With a final salvo of new export measures for the chip industry, US President Joe Biden is saying goodbye to the White House this week. On Wednesday, the Bureau of Industry and Security (BIS), which oversees export regulations, published a new list of restrictions.

For example, the US wants to further slow down the development of the Chinese chip industry to prevent China from using advanced chips for the development of artificial intelligence.

BIS has dozens new names added to the expanding list of suspicious companies (entity list), which the US says are affiliated with the Chinese military. One of the newcomers is chip designer Sophgo, who had parts for AI chips made via the Taiwanese chip giant TSMC that ultimately ended up at Huawei. Huawei has been on the US banned list since 2019. Chipmakers such as TSMC and Samsung should better monitor who their ultimate customers are, according to the US.

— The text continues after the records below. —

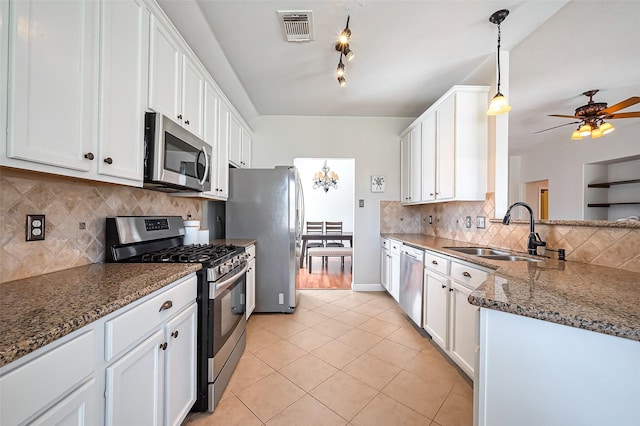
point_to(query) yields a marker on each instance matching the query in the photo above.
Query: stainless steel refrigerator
(268, 205)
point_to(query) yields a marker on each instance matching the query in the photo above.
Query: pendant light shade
(499, 104)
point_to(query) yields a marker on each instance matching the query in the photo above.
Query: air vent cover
(296, 24)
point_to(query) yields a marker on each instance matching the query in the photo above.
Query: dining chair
(333, 228)
(315, 228)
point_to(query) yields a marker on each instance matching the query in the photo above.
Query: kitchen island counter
(39, 310)
(590, 297)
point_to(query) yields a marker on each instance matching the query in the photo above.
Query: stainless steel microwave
(175, 160)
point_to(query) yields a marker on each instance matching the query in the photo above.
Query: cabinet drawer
(137, 322)
(436, 263)
(33, 386)
(251, 251)
(471, 277)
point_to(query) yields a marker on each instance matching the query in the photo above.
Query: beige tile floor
(343, 358)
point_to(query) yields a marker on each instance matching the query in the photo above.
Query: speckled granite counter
(36, 311)
(595, 298)
(241, 243)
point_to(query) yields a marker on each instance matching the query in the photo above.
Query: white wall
(561, 162)
(372, 142)
(334, 205)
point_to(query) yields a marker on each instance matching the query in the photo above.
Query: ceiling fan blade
(555, 127)
(621, 105)
(564, 116)
(624, 115)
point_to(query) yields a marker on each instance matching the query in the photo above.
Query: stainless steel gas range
(221, 291)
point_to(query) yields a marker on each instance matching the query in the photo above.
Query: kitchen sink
(509, 257)
(479, 251)
(494, 254)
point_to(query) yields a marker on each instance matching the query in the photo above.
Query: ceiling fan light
(585, 130)
(499, 105)
(596, 133)
(606, 128)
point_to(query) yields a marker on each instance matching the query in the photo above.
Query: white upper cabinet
(192, 99)
(123, 88)
(165, 72)
(453, 149)
(53, 80)
(176, 86)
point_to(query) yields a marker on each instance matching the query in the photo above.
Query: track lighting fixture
(342, 46)
(499, 104)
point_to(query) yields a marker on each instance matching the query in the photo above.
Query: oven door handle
(229, 281)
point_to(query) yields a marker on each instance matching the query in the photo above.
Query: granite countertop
(241, 243)
(591, 297)
(36, 311)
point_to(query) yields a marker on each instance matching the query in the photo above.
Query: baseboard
(367, 287)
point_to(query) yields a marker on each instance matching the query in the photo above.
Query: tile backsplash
(605, 246)
(67, 204)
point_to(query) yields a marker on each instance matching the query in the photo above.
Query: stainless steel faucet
(534, 238)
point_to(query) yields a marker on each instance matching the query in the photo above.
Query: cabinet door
(134, 385)
(53, 82)
(235, 141)
(123, 89)
(463, 328)
(223, 149)
(405, 169)
(78, 409)
(165, 72)
(445, 150)
(192, 98)
(436, 308)
(246, 149)
(429, 158)
(180, 366)
(251, 287)
(415, 158)
(385, 260)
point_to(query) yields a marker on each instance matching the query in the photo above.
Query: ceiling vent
(296, 24)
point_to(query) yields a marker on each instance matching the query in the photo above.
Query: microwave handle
(206, 166)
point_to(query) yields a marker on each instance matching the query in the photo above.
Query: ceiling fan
(591, 117)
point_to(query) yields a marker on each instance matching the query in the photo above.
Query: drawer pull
(166, 305)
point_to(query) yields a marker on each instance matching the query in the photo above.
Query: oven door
(227, 318)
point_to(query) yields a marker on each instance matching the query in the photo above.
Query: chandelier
(325, 179)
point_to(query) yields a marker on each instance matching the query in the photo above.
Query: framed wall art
(377, 183)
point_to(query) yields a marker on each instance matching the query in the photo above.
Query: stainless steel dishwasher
(411, 276)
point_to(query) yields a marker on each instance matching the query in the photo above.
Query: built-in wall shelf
(609, 204)
(608, 184)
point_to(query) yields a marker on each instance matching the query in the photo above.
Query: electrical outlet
(35, 227)
(480, 223)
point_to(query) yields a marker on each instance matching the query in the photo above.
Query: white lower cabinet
(112, 371)
(251, 280)
(449, 318)
(134, 383)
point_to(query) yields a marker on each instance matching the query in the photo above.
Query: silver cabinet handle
(166, 305)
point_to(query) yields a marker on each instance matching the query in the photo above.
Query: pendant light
(499, 104)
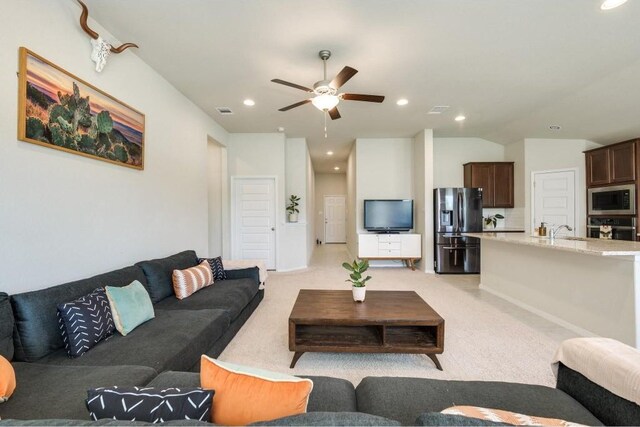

The Americans are also introducing new restrictions on deliveries to factories that make so-called DRAM chips, the working memory found in normal computers or telephones. There have been restrictions on extra-fast memory chips for AI chips since December.

The Biden administration also added ten Chinese AI developers entity listbecause they would develop technology for military applications. This also includes Zhipu AI, whose chatbot Apple wanted to use for iPhones sold in China.

For the export of American AI chips, the Biden administration introduced a new export system earlier this week, in which only a select group of American allies are ‘allowed’ to purchase unlimited AI chips. This should prevent smuggling to Chinese and Russian data centers. Access to AI data centers of American companies will also soon be regulated. It attracted – quite rarely – open criticism from companies such as Nvidia and Oraclewho fear for their market position. The companies appear to be abandoning their trepidation now that the Biden administration is leaving.

Dutch update

Over the past two and a half years, the US has increased pressure on China’s chip industry. The first export restrictions were published in October 2022, which also affected chip machine manufacturer ASML. New restrictions followed in the autumn of 2023 and 2024, which have largely been adopted by the Netherlands.

On Tuesday, Foreign Trade Minister Reinette Klever (PVV) published another one update of the export restrictions, broadly a copy of the US measures taken a month ago. This affects the Chinese exports of chip machine makers AMSL and ASM International. ASML, which is more than ten times as large as ASM in terms of turnover (30 billion euros), had already taken into account that Chinese exports will decline this year. This is also because Chinese customers already saw the situation and ordered an excessive number of chip machines last year in order to avoid export restrictions.

The chip market is recovering with difficulty from a prolonged dip, but Taiwanese chip giant TSMC made a move on Wednesday positive quarterly results known. Turnover in the last three months of 2024 increased by almost 40 percent compared to the previous year. Three-quarters of TSMC’s revenue comes from advanced chips. “Decreasing demand for new phones is largely offset by a growing need for AI chips,” TSMC Chief Financial Officer Wendell Huang said in a statement.

It looks like the Taiwanese government will allow TSMC for the very latest generation of chips abroad, for example in factories in Arizona. This could be a compensation to the Trump administration, which believes that Taiwan should offer more in exchange for protecting the island against a possible Chinese invasion or blockade. Whether TSMC will move a larger part of its production is uncertain: producing chips in the US is much more expensive than in Taiwan and the technical talent is not there for the taking.